La collection Espace Nord réédite en 2022 deux textes de Laurence Vielle , Zébuth ou l’histoire ceinte , ainsi que L’Imparfait . L’occasion de découvrir ou de redécouvrir les débuts d’une des voix majeures de la poésie francophone belge contemporaine. La rencontre d’une pulsion de vie poétique, qui scande, la peur de cesser au ventre, la joie de vivifier à la bouche.
Difficile d’envisager un texte qui semble d’inspiration biblique lorsque l’on n’en maitrise pas les références, mais heureusement pour moi, Zébuth a une voix propre. On suit ainsi le personnage de Zébuth, amputé de Bêl, qu’il retrouve morte au pied d’une fenêtre ouverte. Le récit en lui-même est une métaphore assumée, nommée, de la vie, perçue dans un premier temps comme un immeuble à étage, et ensuite comme un escalier à paliers, dans et sur lequel Zébuth erre, recherche un Eden final, puis abandonne pour se lancer dans la quête simple, plus concrète, s’actualisant à chaque instant, d’un sens à une vie creuse.

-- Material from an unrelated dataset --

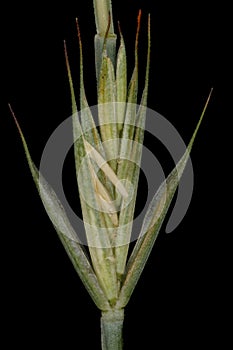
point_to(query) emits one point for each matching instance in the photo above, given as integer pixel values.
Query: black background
(178, 301)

Quand à savoir si l’on remontait, c’était impossible. Comme le « départ » d’une marche se concrétisait par un vide de pensée, de sensation, on ne pouvait affirmer qu’il y avait remontée. On entendait parfois certains victorieux, parce que reconnaissant des êtres qu’ils croyaient avoir quittés par une chute, crier : « je suis monté ». Mais les êtres à côtés d’eux répondaient : « ou bien, sommes-nous descendus ».
L’Imparfait qui suit n’a pas la structure d’une histoire « ceinte », contrairement à Zébuth, mais offre celle d’un recueil en plusieurs parties, scindé en quatre volumes de textes formellement disparates mais dont les significations et les échos demeurent communs. Les thématiques de la mort et du deuil transcendent ainsi tout L’Imparfait , tout en germinant de-ci de-là une volonté de vivre, un vif qui s’épanche dans les mots, la scansion du triste et du joyeux.
bonjour, bonjour
vivre une seconde ou mille ans, c’est la même chose
c’est la même chose chante le vent dans mes oreilles
mais si tu vis plus d’une seconde
tu auras plus de vent dans les entrailles
bonjour bonjour
je bois le vent à grandes lampées
comme me l’a appris mon père
je suis vivant
Dans les deux textes, Zébuth et L’Imparfait , Laurence Vielle manie un langage simple, mais qui évoque des imaginaires variés, se rythmant entre humour, burlesque et sérieux. Les vers ou la prose poétique jouent sur le rythme, la découpe, les répétitions, et on ressent fortement, comme émanant des mots eux-mêmes, leur désir d’être lus à voix haute, l’oralisation de la poésie étant l’une des marques de fabrique de la poétesse et comédienne.
Je suis partie à la Mer du Nord
pour me couler dans le sable
« Mer du Nord » si on inverse les voyelles
ça donne mort du nerf
Hahaha
je ris de me voir si belle en ce miroir
Malgré la simplicité du langage, il demeure une certaine opacité dans l’écriture. Toutefois, si quelques références et significations me sont certainement restées obscures, ma subjectivité de lecteur s’est laissée porter par les sonorités, les phrasés évocatoires, me laissant couler dans les diverses interprétations, mésinterprétations et surinterprétations ; car susciter pleinement la créativité est l’une des forces poétiques des textes qui ne se donnent jamais complètement. On notera néanmoins l’éclairante postface d’Alice Richir, qui permet de comprendre la genèse des textes, leurs publications, ainsi que de donner des pistes de lectures.